Trust in Computer Systems

Ten years ago our paper Preserving Peer Replicas by Rate-Limited Sampled Voting was awarded "Best Paper" at the 2003 ACM Symposium on Operating System Principles. It was later expanded into a paper in ACM Transactions on Computing Systems, The LOCKSS peer-to-peer digital preservation system. According to Google Scholar, the twin papers have accumulated over 300 citations. Below the fold I discuss the ideas about trust we put forward in these papers that have turned out to have lasting significance, and are particularly important today.


The question of whether we can trust our computer systems was made newsworthy by Edward Snowden's revelations that the NSA and its partner agencies in other countries had comprehensively subverted the infrastructure of the Internet in the interest of surveillance. But it has been a major concern for the industry for a long time. As regards digital preservation, it led to the Trusted Repository Audit Certification program, which the CLOCKSS Archive is currently undergoing. One thing that this process has already revealed is that although the criteria against which the archive is assessed may individually be justified, the structure into which they are organized is not based on a comprehensive model of the threats against which the archive's content is to be defended. I have repeatedly pointed to the lack of explicit threat models for digital preservation systems.

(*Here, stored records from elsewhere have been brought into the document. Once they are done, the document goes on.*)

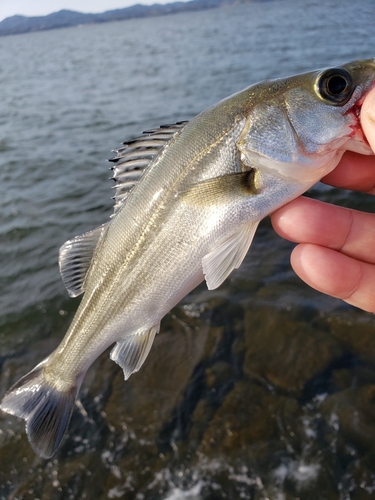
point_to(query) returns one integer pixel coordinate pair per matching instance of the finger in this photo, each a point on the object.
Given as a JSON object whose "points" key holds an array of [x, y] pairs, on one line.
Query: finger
{"points": [[336, 274], [355, 171], [310, 221]]}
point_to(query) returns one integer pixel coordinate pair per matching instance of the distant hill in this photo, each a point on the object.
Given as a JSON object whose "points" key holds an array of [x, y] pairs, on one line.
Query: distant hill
{"points": [[65, 18]]}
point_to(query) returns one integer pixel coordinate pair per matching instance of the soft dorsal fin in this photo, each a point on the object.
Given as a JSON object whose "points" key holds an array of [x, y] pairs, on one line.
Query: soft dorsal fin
{"points": [[75, 259], [135, 156], [131, 351]]}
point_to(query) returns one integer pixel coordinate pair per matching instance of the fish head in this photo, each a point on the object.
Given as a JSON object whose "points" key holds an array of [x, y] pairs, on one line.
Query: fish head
{"points": [[299, 127]]}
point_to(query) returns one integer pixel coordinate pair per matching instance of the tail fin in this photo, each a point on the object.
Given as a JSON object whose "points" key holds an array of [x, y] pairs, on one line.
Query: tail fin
{"points": [[47, 411]]}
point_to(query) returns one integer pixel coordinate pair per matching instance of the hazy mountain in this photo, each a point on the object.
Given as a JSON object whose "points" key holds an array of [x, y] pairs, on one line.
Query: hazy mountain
{"points": [[64, 18]]}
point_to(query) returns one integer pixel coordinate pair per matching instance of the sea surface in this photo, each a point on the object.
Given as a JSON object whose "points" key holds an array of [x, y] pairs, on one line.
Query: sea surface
{"points": [[262, 389]]}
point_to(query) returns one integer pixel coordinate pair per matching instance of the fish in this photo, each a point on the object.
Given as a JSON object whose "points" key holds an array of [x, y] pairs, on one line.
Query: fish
{"points": [[188, 199]]}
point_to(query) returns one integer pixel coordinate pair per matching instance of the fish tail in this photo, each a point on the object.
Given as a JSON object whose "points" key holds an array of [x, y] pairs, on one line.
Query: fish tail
{"points": [[46, 409]]}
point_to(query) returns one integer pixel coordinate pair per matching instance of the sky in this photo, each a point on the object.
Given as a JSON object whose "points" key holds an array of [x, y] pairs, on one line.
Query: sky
{"points": [[43, 7]]}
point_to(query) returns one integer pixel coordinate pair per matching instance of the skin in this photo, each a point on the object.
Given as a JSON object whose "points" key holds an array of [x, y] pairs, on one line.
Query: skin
{"points": [[336, 250]]}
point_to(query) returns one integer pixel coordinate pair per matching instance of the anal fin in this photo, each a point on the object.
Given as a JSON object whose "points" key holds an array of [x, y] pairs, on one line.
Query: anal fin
{"points": [[228, 255], [131, 351]]}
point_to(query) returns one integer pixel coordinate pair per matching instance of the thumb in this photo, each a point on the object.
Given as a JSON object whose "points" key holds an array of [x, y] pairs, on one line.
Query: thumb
{"points": [[368, 118]]}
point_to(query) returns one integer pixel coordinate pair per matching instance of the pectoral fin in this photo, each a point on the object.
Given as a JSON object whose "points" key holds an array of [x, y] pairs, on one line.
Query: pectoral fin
{"points": [[220, 262], [223, 189], [131, 352]]}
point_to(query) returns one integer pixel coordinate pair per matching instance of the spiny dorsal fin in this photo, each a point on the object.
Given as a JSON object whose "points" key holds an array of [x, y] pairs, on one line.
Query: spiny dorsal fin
{"points": [[75, 259], [131, 351], [135, 156]]}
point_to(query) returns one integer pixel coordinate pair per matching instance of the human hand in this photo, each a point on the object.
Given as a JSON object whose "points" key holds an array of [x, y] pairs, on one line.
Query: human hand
{"points": [[336, 251]]}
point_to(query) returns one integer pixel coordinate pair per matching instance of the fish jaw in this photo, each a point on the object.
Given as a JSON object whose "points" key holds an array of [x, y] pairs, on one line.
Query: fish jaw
{"points": [[314, 133]]}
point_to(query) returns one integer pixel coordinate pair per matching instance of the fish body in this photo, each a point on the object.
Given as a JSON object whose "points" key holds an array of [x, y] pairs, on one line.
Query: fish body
{"points": [[188, 200]]}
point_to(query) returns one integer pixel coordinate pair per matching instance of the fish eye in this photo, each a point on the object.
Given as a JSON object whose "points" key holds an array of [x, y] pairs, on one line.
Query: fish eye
{"points": [[335, 86]]}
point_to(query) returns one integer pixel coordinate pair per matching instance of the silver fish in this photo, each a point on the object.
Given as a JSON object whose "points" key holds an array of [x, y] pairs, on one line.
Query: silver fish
{"points": [[188, 200]]}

If you look into the security settings for your browser you will find a long list of trusted certificate authorities. My Firefox has about 90 organizations in the list, not counting ones I explicitly added. Trust in "secure" connections to websites depends on trusting every single one of these organizations. If any one of them is acting against my interests, the little padlock icon is meaningless. The list includes, among many mysterious organizations I have no reason to trust:
And that's not all. Many of these organizations have decided that because I trust them, I also trust organizations which they declare are trustworthy. As of 2010, the EFF found more than 650 organizations that Internet Explorer and Firefox trusted, including the US Dept. of Homeland Security. The idea that none of these organizations could ever be convinced to act against my interests is ludicrous. SSL is a security architecture with at least one point of failure and, as it is deployed in browsers, a large number of points of failure.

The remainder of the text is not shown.